マグナムボトルになりたいオレ

志田 新平

第1話 

ワイングラスに白ワインは注がれかねた。


              一


 初エッチ。それは甘美な響きだった。

「ユ、ユーコ先輩っ、優しくお願いします」

「いいよ、来て、久我君」

 安いひなびた民宿の一室。六畳一間の部屋に布団が二枚敷いてあった。現時刻は夜の一時。

 部屋は真っ暗でほとんど何も見えない。だがその分、オレはユーコ先輩の肌の温度を感じていた。

 高二でついに童貞卒業か。

 オレは高まる胸を必死に落ち着けようと、深呼吸をする。が、ダメだ、全然ダメだ。初めてネットでエロ画像を見た小学生の時、あるいは道端に捨ててあったエロ本を偶然読んだ中学生の時と比べ物にならないほど、オレの胸は猛烈に燃え上がっていた。

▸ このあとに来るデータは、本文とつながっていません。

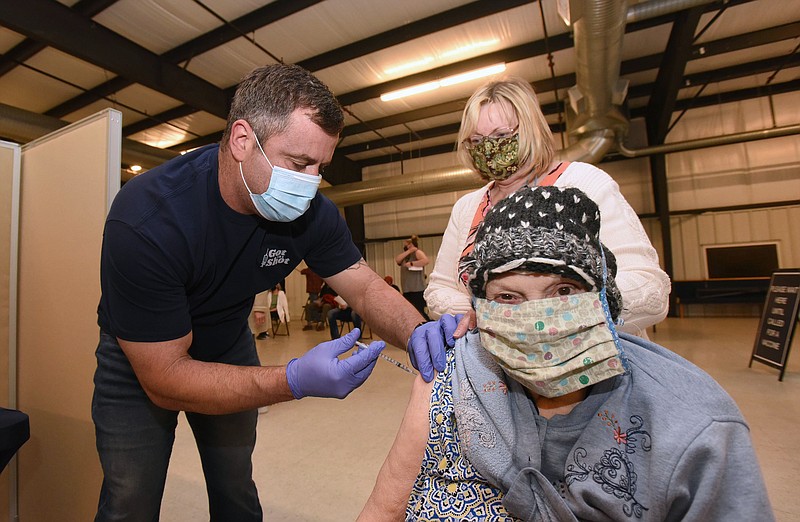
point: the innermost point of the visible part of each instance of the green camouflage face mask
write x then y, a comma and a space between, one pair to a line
496, 158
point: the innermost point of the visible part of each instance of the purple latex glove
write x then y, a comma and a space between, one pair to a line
427, 344
320, 373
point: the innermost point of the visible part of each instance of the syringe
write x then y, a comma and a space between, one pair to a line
387, 358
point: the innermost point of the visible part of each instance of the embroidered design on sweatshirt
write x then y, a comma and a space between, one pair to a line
615, 471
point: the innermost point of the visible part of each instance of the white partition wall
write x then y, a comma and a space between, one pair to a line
68, 180
9, 229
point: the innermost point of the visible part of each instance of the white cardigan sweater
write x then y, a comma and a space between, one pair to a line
644, 286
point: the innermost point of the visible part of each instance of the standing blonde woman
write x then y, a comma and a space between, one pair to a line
505, 138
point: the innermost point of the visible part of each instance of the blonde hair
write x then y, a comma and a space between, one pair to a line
536, 144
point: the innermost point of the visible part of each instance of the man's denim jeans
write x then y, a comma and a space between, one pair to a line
135, 437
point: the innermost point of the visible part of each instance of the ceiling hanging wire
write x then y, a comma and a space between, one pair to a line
771, 77
551, 64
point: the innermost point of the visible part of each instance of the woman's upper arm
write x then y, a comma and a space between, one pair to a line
644, 285
443, 294
402, 465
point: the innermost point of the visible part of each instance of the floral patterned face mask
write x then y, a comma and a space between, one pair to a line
495, 158
553, 346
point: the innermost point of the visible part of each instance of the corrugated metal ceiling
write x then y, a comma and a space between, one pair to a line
105, 53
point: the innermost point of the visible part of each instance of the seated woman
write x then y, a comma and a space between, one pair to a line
545, 413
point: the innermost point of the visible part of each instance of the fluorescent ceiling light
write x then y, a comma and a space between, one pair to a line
445, 82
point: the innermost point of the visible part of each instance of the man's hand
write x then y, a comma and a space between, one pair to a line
427, 343
320, 373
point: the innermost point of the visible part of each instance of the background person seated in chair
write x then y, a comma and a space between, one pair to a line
279, 305
343, 313
258, 316
544, 412
313, 287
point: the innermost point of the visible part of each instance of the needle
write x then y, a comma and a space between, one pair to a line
393, 361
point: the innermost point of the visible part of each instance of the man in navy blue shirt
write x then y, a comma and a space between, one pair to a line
186, 247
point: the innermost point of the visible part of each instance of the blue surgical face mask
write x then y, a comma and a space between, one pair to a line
288, 195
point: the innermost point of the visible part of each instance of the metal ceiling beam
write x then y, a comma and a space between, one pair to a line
273, 12
434, 23
670, 75
29, 47
214, 38
728, 97
58, 26
358, 50
512, 54
628, 67
744, 41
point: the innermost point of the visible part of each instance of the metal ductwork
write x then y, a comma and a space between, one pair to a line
595, 118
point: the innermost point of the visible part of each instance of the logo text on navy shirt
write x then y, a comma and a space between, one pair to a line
274, 257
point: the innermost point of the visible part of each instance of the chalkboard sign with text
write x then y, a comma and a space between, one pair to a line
778, 320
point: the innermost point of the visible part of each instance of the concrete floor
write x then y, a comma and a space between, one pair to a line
316, 459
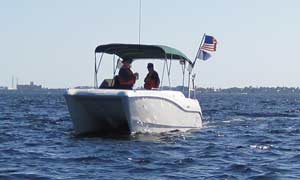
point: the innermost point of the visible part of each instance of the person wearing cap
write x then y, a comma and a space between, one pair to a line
126, 78
152, 79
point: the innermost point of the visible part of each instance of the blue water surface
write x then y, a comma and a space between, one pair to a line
245, 136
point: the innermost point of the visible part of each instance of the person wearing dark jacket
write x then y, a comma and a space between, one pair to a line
126, 78
152, 79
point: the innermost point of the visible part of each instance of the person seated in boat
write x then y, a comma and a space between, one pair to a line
126, 78
152, 79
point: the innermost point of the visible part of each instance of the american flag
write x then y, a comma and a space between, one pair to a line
210, 43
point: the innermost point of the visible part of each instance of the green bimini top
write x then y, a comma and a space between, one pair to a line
140, 51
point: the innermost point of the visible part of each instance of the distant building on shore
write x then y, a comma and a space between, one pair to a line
3, 88
29, 87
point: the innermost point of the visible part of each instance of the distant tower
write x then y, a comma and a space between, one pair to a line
12, 83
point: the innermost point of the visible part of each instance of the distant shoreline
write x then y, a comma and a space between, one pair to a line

 端的に、ありていに、下世話に言えばムラムラしていた。

 そりゃそうだ。夢にまで見た実物がそこにあるのだから。

 ゴクリ、とオレは生唾を飲む。

「ほら、ボサっとしてないでパンツ脱ぐ」

「はいッ」

 オレは意を決してズボンごとパンツを下ろした。

「久我君…………それ……」

 ユーコ先輩が戸惑った声をあげた。